Artificial Intelligence (AI) is drastically changing the way in which we live, work, communicate as well as interact with the world around us. One of the rapidly growing fields within AI that is driving exponential technological development across industries is Computer Vision.
Computer Vision aims to program computers to perceive and understand visual information in the same way that humans can. In essence, Computer Vision researchers aim to make computers do what humans do effortlessly with their eyes – see and understand the world. It is this kind of technology that makes autonomous vehicles, robots and image searches and many other advancements in tech possible today.
Understanding the field of Computer Vision
So what exactly makes the field of Computer Vision so complex? If we as humans can perceive information from the world around us, surely we can easily replicate this in machines. However, this is precisely what makes it so difficult. Since we are able to process visual information without thinking, we do not know what algorithms to program into our computers to make them “see” like us. This is different from a problem like playing chess, where there are a set number of rules and pieces to move. Although all the possible moves are very difficult to keep track of for a human, it is trivial for a computer, and as a result, a computer called “Deep Blue” beat the world’s best chess player, Garry Kasparov, as far back as 1996.
Computer Vision is a different problem though – we do not know what the “rules” for seeing and understanding are, and therefore cannot code explicit knowledge into our programs. As a result, many modern Computer Vision techniques rely on analysing patterns arising in large amounts of visual data (such as photographs and videos) using a method known as “Machine Learning.” And through this process, we hope that computers will learn the “rules” to vision by themselves.
There are numerous Computer Vision systems in use today, and many more related technologies due to be released in the near future. Here are a few examples:
Making Sense of all the Visual Data on the Internet
The explosion of images and videos on the internet, via services such as social media and YouTube, is making Computer Vision increasingly relevant as there is a need to develop automated algorithms to organise and understand the vast amount of images and videos out there.

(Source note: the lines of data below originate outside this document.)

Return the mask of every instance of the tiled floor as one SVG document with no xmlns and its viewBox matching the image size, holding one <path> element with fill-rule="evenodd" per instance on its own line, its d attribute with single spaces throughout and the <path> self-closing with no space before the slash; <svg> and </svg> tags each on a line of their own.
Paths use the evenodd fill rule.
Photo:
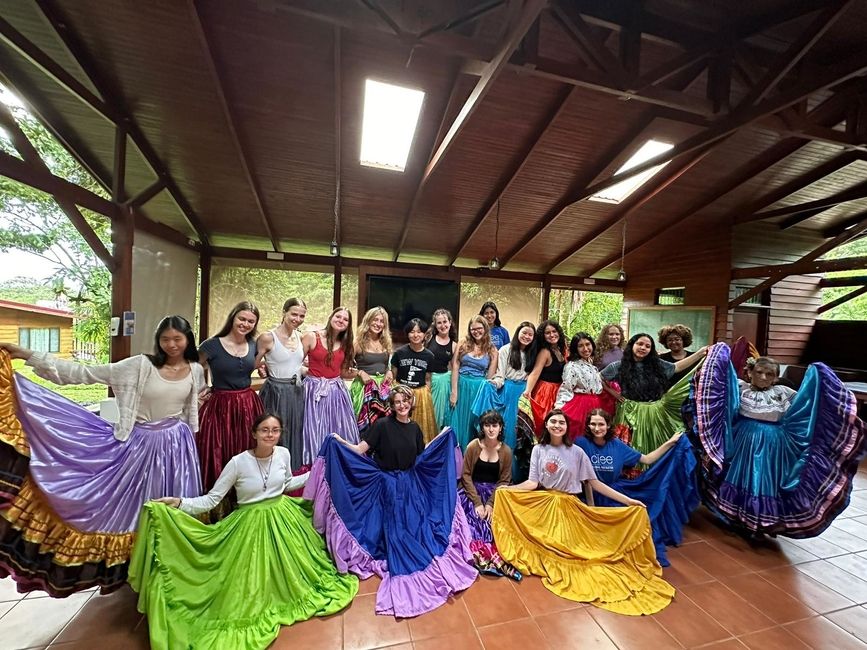
<svg viewBox="0 0 867 650">
<path fill-rule="evenodd" d="M 867 465 L 850 507 L 820 538 L 750 545 L 704 509 L 665 577 L 675 601 L 655 616 L 619 616 L 554 596 L 538 578 L 481 578 L 434 612 L 376 616 L 378 581 L 361 584 L 343 613 L 283 628 L 272 648 L 394 650 L 485 648 L 867 649 Z M 147 648 L 135 594 L 22 598 L 0 580 L 0 650 Z"/>
</svg>

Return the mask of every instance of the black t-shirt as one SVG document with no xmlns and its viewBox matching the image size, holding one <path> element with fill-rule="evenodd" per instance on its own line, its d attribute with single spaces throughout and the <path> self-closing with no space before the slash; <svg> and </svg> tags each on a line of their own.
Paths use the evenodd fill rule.
<svg viewBox="0 0 867 650">
<path fill-rule="evenodd" d="M 379 418 L 362 436 L 370 447 L 373 460 L 381 469 L 409 469 L 424 451 L 424 436 L 415 422 L 403 423 L 397 418 Z"/>
<path fill-rule="evenodd" d="M 426 348 L 416 352 L 404 345 L 391 355 L 391 365 L 397 368 L 397 380 L 410 388 L 421 388 L 427 383 L 427 373 L 433 363 L 433 352 Z"/>
</svg>

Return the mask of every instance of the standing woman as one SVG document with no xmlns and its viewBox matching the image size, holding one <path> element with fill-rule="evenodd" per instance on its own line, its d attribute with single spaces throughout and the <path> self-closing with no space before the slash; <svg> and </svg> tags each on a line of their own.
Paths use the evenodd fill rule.
<svg viewBox="0 0 867 650">
<path fill-rule="evenodd" d="M 430 367 L 430 392 L 436 412 L 437 428 L 442 431 L 443 427 L 450 426 L 452 423 L 449 395 L 452 391 L 452 357 L 457 345 L 458 332 L 448 309 L 437 309 L 433 313 L 431 322 L 434 325 L 433 333 L 428 330 L 430 338 L 427 341 L 427 349 L 434 355 L 434 362 Z"/>
<path fill-rule="evenodd" d="M 126 581 L 142 504 L 201 492 L 194 432 L 205 375 L 190 324 L 168 316 L 153 354 L 107 365 L 11 343 L 0 357 L 0 577 L 56 598 L 113 591 Z M 13 375 L 11 359 L 56 384 L 110 386 L 117 423 Z"/>
<path fill-rule="evenodd" d="M 479 316 L 484 316 L 491 330 L 491 345 L 498 350 L 509 342 L 509 330 L 500 322 L 500 310 L 493 301 L 488 301 L 479 310 Z"/>
<path fill-rule="evenodd" d="M 424 346 L 427 330 L 428 325 L 421 318 L 410 320 L 403 328 L 409 344 L 395 350 L 391 359 L 392 373 L 397 381 L 412 388 L 412 419 L 421 427 L 425 444 L 439 433 L 430 395 L 433 352 Z"/>
<path fill-rule="evenodd" d="M 497 372 L 482 387 L 473 404 L 476 417 L 491 410 L 503 416 L 503 439 L 512 451 L 517 444 L 518 400 L 527 388 L 527 350 L 535 335 L 533 323 L 524 321 L 518 325 L 512 341 L 497 351 Z M 516 470 L 513 464 L 511 472 L 514 474 Z"/>
<path fill-rule="evenodd" d="M 615 361 L 602 371 L 603 379 L 620 384 L 614 422 L 629 425 L 631 444 L 640 453 L 651 453 L 683 430 L 680 407 L 689 395 L 692 373 L 687 373 L 671 388 L 669 382 L 675 372 L 688 370 L 705 354 L 707 348 L 702 348 L 677 363 L 662 361 L 656 354 L 653 337 L 639 333 L 626 344 L 623 360 Z"/>
<path fill-rule="evenodd" d="M 376 419 L 389 414 L 388 393 L 394 378 L 389 369 L 391 332 L 388 312 L 382 307 L 368 309 L 355 337 L 355 367 L 358 374 L 349 387 L 358 430 L 364 431 Z"/>
<path fill-rule="evenodd" d="M 281 625 L 328 616 L 352 602 L 355 576 L 340 575 L 311 523 L 312 508 L 283 493 L 301 487 L 280 419 L 253 422 L 253 449 L 232 458 L 213 489 L 145 505 L 129 582 L 147 614 L 151 647 L 265 648 Z M 194 518 L 235 489 L 241 506 L 207 526 Z M 192 515 L 192 516 L 191 516 Z"/>
<path fill-rule="evenodd" d="M 593 365 L 595 348 L 593 339 L 585 332 L 572 337 L 569 361 L 563 368 L 563 383 L 554 403 L 556 408 L 563 409 L 569 419 L 569 430 L 575 437 L 581 435 L 587 414 L 593 409 L 614 412 L 617 393 L 602 381 L 599 370 Z"/>
<path fill-rule="evenodd" d="M 623 328 L 617 323 L 610 323 L 599 332 L 596 339 L 596 351 L 593 353 L 593 365 L 602 370 L 608 364 L 623 358 L 623 348 L 626 347 L 626 337 Z"/>
<path fill-rule="evenodd" d="M 554 408 L 563 382 L 566 364 L 566 335 L 555 320 L 546 320 L 536 329 L 536 338 L 527 354 L 527 389 L 524 395 L 533 408 L 536 434 L 544 430 L 545 416 Z"/>
<path fill-rule="evenodd" d="M 483 316 L 473 316 L 467 324 L 467 335 L 452 358 L 451 426 L 462 451 L 470 442 L 470 432 L 476 429 L 473 425 L 476 397 L 485 379 L 492 379 L 496 372 L 497 348 L 491 344 L 488 321 Z"/>
<path fill-rule="evenodd" d="M 304 380 L 304 464 L 310 465 L 329 434 L 358 441 L 352 401 L 341 378 L 349 375 L 352 363 L 352 314 L 346 307 L 338 307 L 324 330 L 307 332 L 301 341 L 308 369 Z"/>
<path fill-rule="evenodd" d="M 660 354 L 659 358 L 663 361 L 671 361 L 676 363 L 681 359 L 686 359 L 692 354 L 692 350 L 687 348 L 692 345 L 692 330 L 686 325 L 666 325 L 659 330 L 659 336 L 656 339 L 659 344 L 668 348 L 668 352 Z M 672 385 L 680 381 L 688 370 L 675 372 L 671 376 Z"/>
<path fill-rule="evenodd" d="M 304 449 L 304 388 L 301 385 L 301 364 L 304 346 L 298 328 L 307 316 L 307 305 L 301 298 L 289 298 L 283 304 L 283 320 L 270 332 L 256 339 L 257 356 L 264 356 L 268 378 L 259 391 L 265 410 L 275 413 L 283 422 L 280 445 L 292 454 L 292 471 L 301 469 Z"/>
<path fill-rule="evenodd" d="M 206 490 L 232 456 L 250 447 L 250 427 L 262 401 L 250 388 L 256 358 L 259 308 L 243 301 L 232 307 L 223 327 L 199 346 L 199 363 L 210 371 L 211 394 L 202 407 L 196 436 Z"/>
</svg>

State-of-the-art Computer Vision algorithms are employed every time you search for an image on Google, for example. Initially, the search engine retrieved images based on their textual descriptions. However, Google’s algorithms now analyse the actual pixels of an image to return the best results whilst also filtering out indecent content. Similarly, Facebook has face recognition algorithms which help to identify and tag people in photographs. This facial recognition software is very similar to the face recognition systems that are also employed in airports and security systems.
Enabling Autonomous Robots and Vehicles
Computer Vision algorithms are used extensively in driverless vehicles and autonomous robots, as this technology enables them to perceive and understand their surrounding environment.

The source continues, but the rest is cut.